Hércules Poirot advirtió:
—Debe obedecer con todo cuidado mis instrucciones, ¿comprende?
—Desde luego, señor Poirot. Puede confiar en mí.
—¿Les dijo ya algo sobre su intención de aportar su dinero para ayudar al culto?
—Sí, señor Poirot. Hablé yo misma con el «Maestro»... oh, perdone, con el doctor Andersen. Le dije muy emocionada que todo aquello había sido para mí como una revelación maravillosa; que había empezado mofándome y terminaba por ser una creyente más. Me... me pareció muy natural decir todas esas cosas. Sepa usted que el doctor Andersen tiene un gran atractivo magnético.
—Ya me doy cuenta —replicó Poirot con sequedad.
—Tiene unas maneras convincentes en extremo. Da la genuina impresión de que el dinero no le preocupa en lo más mínimo. «Contribuya con lo que buenamente pueda», me dijo, sonriendo como sólo él sabe hacerlo. «Si no puede dar nada, no importa. No por eso dejará de pertenecer al "Rebaño".» «¡Oh, doctor Andersen! —dije yo—. No estoy tan mal de dinero, como para eso. Justamente acabo de heredar una considerable suma que me legó un pariente lejano y, aunque en realidad no he tocado todavía ni un penique de ella, pues he de esperar a que se cumplimenten todas las formalidades legales, hay una cosa que deseo hacer en seguida.» Y entonces le expliqué que iba a redactar un testamento y que deseaba dejar a la Humanidad todo lo que tenía, haciendo constar, además, que carecía de parientes cercanos.
—Y él aceptó graciosamente el ofrecimiento, ¿verdad?
—No mostró gran interés. Dijo que pasarían muchos años antes de que yo abandonara este mundo; que estaba destinada a tener una larga existencia, pletórica de gozo y satisfacciones espirituales. Sabe hablar de una forma muy conmovedora.
—Así parece.
Al decir esto, la voz de Poirot tenía un tono áspero.
—¿Mencionó usted su salud? —preguntó.
—Sí, señor Poirot. Le dije que había sufrido una afección pulmonar, la cual se me reprodujo más de una vez; pero que gracias a un tratamiento especial que me dieron en un sanatorio, hacía varios años, confiaba en que mi curación era ya completa.
—¡Excelente!
—Pues no veo la necesidad de que vaya diciendo por ahí que estoy tísica, cuando mis pulmones no pueden estar más sanos.
—Debe llegar al convencimiento de que es necesario. ¿Se refirió usted a su amiga?

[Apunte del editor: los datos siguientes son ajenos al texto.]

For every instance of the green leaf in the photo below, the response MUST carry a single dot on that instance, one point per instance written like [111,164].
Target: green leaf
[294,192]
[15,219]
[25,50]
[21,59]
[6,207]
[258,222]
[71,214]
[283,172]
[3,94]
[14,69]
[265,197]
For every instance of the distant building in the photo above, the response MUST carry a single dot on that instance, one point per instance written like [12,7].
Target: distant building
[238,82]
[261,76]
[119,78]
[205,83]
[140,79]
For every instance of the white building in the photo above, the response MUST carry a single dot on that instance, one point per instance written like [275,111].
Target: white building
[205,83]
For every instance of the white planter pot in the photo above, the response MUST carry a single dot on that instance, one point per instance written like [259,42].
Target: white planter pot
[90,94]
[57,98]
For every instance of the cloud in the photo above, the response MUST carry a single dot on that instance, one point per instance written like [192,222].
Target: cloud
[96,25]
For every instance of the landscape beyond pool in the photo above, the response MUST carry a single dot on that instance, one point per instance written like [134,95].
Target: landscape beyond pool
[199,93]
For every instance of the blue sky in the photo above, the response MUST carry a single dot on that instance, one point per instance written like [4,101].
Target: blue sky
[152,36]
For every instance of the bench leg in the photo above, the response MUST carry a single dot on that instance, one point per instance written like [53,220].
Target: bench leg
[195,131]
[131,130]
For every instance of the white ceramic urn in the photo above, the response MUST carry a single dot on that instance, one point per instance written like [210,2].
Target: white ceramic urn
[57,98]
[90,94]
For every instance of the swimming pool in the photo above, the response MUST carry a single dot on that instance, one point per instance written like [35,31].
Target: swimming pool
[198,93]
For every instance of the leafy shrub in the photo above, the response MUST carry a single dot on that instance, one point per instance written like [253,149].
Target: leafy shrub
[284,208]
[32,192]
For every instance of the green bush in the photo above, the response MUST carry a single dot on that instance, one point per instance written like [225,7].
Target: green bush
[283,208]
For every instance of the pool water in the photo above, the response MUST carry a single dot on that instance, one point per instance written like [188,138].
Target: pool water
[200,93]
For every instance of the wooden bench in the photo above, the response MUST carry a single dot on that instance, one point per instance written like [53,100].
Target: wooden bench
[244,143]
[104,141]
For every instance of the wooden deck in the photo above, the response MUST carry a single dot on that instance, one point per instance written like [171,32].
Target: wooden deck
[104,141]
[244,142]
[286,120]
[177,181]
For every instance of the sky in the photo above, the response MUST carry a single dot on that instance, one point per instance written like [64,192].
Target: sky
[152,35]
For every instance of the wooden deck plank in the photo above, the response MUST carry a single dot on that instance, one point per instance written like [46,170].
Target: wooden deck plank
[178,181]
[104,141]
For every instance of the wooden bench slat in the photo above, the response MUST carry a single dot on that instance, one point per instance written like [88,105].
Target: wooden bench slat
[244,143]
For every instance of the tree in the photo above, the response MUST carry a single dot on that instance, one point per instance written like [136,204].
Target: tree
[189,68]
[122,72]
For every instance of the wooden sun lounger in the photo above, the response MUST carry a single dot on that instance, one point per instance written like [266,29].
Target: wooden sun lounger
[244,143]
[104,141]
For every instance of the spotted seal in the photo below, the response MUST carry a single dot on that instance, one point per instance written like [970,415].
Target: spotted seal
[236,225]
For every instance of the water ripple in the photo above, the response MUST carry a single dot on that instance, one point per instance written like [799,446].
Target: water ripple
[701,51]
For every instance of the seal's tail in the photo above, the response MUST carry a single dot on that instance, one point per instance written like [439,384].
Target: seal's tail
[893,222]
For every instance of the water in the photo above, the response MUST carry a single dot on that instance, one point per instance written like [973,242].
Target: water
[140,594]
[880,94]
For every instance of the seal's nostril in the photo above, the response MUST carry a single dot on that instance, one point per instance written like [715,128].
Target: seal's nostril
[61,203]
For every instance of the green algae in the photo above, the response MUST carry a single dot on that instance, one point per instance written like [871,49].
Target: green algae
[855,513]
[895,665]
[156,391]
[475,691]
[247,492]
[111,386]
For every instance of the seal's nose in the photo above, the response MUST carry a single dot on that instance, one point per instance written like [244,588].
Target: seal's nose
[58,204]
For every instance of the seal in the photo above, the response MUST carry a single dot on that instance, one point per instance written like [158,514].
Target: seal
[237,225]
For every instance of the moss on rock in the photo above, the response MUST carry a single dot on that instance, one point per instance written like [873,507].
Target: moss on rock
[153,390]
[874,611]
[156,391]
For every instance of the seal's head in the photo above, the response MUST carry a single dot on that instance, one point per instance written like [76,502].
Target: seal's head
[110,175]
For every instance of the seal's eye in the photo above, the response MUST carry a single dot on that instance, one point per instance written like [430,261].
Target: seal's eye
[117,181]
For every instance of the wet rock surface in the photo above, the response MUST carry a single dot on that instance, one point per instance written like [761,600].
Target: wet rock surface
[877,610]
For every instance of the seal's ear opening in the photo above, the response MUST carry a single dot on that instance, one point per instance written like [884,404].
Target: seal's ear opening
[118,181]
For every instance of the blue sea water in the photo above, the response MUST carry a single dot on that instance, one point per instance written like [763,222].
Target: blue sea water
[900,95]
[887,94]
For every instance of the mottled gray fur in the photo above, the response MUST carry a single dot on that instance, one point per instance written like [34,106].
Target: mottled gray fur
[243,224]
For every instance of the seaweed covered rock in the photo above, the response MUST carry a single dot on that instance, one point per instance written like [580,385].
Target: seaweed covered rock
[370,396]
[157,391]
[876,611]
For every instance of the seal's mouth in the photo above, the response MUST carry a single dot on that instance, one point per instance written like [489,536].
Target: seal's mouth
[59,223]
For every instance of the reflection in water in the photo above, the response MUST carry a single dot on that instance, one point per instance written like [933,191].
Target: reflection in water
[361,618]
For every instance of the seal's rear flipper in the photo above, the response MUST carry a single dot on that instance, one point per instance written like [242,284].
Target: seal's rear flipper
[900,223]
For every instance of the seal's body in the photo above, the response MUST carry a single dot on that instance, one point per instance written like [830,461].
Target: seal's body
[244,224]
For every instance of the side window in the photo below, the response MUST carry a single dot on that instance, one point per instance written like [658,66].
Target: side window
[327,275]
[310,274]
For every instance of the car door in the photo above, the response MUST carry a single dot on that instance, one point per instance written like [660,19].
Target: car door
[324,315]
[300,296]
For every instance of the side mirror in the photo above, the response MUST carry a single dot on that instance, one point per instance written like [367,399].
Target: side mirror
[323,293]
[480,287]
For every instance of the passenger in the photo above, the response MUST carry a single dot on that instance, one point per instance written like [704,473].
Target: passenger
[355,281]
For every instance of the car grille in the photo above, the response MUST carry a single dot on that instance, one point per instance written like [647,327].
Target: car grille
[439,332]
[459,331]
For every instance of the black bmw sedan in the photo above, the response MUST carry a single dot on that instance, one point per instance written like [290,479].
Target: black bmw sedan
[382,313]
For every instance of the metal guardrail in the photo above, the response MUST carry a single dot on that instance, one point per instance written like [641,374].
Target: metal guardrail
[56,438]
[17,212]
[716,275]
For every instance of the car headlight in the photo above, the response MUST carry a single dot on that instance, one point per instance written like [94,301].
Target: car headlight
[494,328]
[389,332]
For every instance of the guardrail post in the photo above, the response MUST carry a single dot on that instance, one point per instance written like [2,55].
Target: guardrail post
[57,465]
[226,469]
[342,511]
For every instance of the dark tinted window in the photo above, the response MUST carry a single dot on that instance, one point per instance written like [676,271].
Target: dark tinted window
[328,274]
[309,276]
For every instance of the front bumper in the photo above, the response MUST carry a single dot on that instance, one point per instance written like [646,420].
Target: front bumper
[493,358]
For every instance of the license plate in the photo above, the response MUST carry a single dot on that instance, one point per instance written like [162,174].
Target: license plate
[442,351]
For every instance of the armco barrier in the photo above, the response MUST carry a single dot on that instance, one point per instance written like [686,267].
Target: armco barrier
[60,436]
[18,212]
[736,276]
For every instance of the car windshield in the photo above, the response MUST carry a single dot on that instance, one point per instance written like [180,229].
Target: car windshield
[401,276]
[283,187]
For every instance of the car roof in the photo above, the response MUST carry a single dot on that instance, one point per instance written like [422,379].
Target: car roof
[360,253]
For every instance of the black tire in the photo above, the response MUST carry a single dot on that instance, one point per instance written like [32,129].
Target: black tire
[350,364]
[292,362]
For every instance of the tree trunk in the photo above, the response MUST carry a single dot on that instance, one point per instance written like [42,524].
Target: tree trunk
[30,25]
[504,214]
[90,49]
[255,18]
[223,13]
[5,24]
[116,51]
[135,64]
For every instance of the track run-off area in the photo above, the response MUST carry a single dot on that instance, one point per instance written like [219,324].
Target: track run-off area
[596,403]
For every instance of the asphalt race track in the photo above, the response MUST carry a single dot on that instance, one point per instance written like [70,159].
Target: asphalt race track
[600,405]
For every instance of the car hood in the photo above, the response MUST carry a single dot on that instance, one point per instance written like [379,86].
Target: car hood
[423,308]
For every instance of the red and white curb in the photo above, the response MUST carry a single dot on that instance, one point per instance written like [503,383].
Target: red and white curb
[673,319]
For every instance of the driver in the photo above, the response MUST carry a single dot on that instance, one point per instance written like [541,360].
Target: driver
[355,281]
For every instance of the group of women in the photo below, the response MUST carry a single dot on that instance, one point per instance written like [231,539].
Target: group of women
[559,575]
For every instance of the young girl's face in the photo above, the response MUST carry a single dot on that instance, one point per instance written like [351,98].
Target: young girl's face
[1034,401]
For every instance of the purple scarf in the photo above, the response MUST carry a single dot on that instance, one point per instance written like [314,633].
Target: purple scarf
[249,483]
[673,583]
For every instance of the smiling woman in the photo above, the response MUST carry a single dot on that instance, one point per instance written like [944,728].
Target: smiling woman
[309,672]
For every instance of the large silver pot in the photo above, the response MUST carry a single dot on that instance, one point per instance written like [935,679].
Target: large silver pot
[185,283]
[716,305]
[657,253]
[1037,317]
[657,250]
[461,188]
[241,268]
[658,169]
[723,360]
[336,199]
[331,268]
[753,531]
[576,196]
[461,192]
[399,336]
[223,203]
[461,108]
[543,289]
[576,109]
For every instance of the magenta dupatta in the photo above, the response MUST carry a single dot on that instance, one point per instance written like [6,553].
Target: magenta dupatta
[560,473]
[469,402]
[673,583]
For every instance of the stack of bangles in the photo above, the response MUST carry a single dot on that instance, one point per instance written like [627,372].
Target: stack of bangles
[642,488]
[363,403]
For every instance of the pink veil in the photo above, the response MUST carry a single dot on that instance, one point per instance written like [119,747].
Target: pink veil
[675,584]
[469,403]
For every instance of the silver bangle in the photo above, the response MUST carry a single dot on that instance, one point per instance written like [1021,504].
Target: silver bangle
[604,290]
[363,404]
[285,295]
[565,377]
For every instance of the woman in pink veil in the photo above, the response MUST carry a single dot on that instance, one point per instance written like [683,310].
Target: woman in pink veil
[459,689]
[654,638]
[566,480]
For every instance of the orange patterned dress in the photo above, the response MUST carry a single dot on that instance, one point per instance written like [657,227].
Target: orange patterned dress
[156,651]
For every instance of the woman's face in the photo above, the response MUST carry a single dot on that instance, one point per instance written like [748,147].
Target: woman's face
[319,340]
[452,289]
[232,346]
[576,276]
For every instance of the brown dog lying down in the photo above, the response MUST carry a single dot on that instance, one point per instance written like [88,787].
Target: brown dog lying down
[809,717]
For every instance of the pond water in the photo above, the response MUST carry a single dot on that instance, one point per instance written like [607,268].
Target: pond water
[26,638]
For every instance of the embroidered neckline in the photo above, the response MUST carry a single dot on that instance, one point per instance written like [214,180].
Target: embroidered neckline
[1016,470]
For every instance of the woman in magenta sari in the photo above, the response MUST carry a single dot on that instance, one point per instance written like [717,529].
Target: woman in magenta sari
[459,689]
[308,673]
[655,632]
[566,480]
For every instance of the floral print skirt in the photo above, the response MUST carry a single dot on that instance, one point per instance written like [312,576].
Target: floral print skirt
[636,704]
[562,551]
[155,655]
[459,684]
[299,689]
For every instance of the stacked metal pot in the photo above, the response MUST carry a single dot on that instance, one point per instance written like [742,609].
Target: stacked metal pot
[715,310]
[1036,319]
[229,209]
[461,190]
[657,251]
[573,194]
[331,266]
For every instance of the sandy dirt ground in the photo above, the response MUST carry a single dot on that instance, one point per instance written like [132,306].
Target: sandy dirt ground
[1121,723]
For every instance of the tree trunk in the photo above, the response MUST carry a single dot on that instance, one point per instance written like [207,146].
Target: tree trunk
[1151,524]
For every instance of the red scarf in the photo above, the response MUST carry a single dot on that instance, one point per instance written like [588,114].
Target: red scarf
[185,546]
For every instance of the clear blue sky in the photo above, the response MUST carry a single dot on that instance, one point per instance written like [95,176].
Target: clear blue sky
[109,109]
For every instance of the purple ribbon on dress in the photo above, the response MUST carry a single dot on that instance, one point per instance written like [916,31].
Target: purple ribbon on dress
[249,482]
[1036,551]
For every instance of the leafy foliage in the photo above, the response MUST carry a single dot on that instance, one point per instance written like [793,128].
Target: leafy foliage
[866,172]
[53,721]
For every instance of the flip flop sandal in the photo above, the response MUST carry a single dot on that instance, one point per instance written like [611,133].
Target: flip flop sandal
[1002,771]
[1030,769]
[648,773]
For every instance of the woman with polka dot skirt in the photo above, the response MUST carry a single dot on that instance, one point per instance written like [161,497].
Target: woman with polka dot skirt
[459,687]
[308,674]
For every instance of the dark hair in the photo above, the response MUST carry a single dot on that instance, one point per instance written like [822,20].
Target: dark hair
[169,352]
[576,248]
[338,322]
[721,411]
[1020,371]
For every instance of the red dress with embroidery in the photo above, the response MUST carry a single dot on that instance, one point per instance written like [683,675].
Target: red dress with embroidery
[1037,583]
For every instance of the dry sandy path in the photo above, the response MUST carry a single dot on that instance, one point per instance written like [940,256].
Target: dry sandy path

—Sí. Le conté, como una confidencia, que mi querida Emmeline, además de la fortuna que heredó de su marido, heredaría dentro de poco una cantidad todavía mayor que le dejaría una tía suya, que la quería mucho.
—Muy bien, esto salvaguardará a la señora Clegg durante algún tiempo.
—¡Oh, señor Poirot! ¿Cree usted de verdad que hay algo malintencionado en todo ello?
—Eso es lo que me propongo averiguar. ¿Ha conocido en el «Santuario» a un tal señor Cole?
—La última vez que estuve allí, había un señor que se llamaba así. Un hombre bastante raro. Lleva pantalones cortos de color verde hierba, y no come más que coles. Es un creyente muy fervoroso.